Combinatorial invariants for certain classes of non-abelian groups

TL;DR

This paper investigates zero-sum invariants in finite non-abelian groups, establishing new relations among invariants like the ordered Davenport constant, Gao's constant, and the Noether number, and confirming key conjectures.

Contribution

It introduces new connections between various zero-sum invariants in non-abelian groups and proves conjectures for specific group classes.

Findings

Relation between ordered Davenport constant and small Davenport constant

Confirmation of Gao and Li's conjecture for groups of order 2p^α

Connection between ordered Davenport constant and Loewy length in certain 2-groups

Abstract

This article focuses on the study of zero-sum invariants of finite non-abelian groups.
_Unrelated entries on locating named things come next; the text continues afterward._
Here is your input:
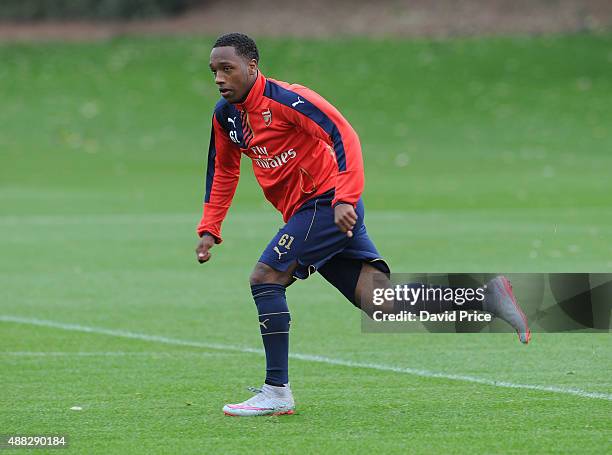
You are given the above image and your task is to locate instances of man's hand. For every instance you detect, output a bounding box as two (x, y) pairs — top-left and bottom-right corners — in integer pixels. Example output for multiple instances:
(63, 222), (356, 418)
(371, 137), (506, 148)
(334, 203), (357, 237)
(196, 234), (215, 264)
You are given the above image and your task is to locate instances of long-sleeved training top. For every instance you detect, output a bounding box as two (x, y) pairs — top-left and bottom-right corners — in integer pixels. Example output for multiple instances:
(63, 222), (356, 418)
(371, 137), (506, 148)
(197, 72), (364, 243)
We address two main problems: the first centers on the ordered Davenport constant and the second on Gao's constant. We establish a connection between the ordered Davenport constant and the small Davenport constant for a finite non-abelian group of even order, which in turn gives a relation with the Noether number. Additionally, we confirm a conjecture of Gao and Li for a non-abelian group of order $2p^{\alpha}$, where $p$ is a prime. Furthermore, we prove a conjecture that connects the ordered Davenport constant to the Loewy length for certain classes of finite $2$-groups.